Me contaron que conocían un sitio, un enorme círculo de cuevas horadadas en lo
más inaccesible de los Cárpatos, donde habitaban algunos de ellos. Les pregunté
cómo sabían de su existencia y, aun así, seguían con vida. Sabían protegerse de
ellos. Había ciertos remedios, protecciones, defensas… Y también conocían armas
que podían hacerles daño. No eran infalibles, pero solían ser fiables. Ellos
les evitaban y, los vampiros, hacían lo propio con ellos. Tenían una especie de
trato de no agresión. Se ignoraban mutuamente. Había alimento de sobra para
todos en la inmensidad de los valles y montañas.
Hicieron
una especie de conjuro para ofrecerme protección.
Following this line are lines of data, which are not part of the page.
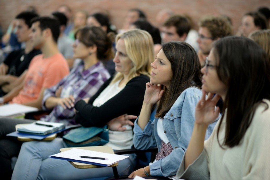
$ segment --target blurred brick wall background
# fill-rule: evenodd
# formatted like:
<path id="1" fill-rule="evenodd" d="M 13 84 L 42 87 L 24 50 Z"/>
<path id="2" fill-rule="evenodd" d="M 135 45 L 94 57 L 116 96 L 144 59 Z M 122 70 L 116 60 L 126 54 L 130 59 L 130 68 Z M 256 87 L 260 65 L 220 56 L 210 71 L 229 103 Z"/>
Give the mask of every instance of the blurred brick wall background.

Me obsequiaron con un collar
de flores de ajo y un recipiente de agua bendita. He de aclarar que el ajo no
sirve de ayuda contra nosotros, tan sólo nos molesta su olor. No más que el del
azahar o el sándalo. Y el agua bendita tampoco es de mucha ayuda contra
nosotros. Quema un poco, nada más. Tampoco los crucifijos nos devuelven a
nuestra tumba. Nos repugna su visión y la evitamos, como sucede con cualquier
otra reliquia o adorno cristiano. Somos criaturas que han renegado de Dios; nos
repudia y, a su vez, le repudiamos. No obstante, con toda esa mísera
parafernalia no se termina con la vida de un vampiro. Aunque sí les puede hacer
apartarse. Retroceder unos metros. Darte unos valiosos momentos para intentar
escapar o, como yo pretendía, conseguir hablar con ellos. Pese a todas las
precauciones, mis anfitriones me aseguraron que la misión en la que me
embarcaba era un suicidio, que no tenía salvación posible. Que una vez me adentrara
en sus dominios, no dispondría de ayuda exterior… y que el nombre de Vlad
Tepes, nada les diría a aquellas criaturas ni me serviría de salvoconducto para
atravesar protegido sus fronteras.
Eso ya lo
sabía, pero no había vuelta atrás…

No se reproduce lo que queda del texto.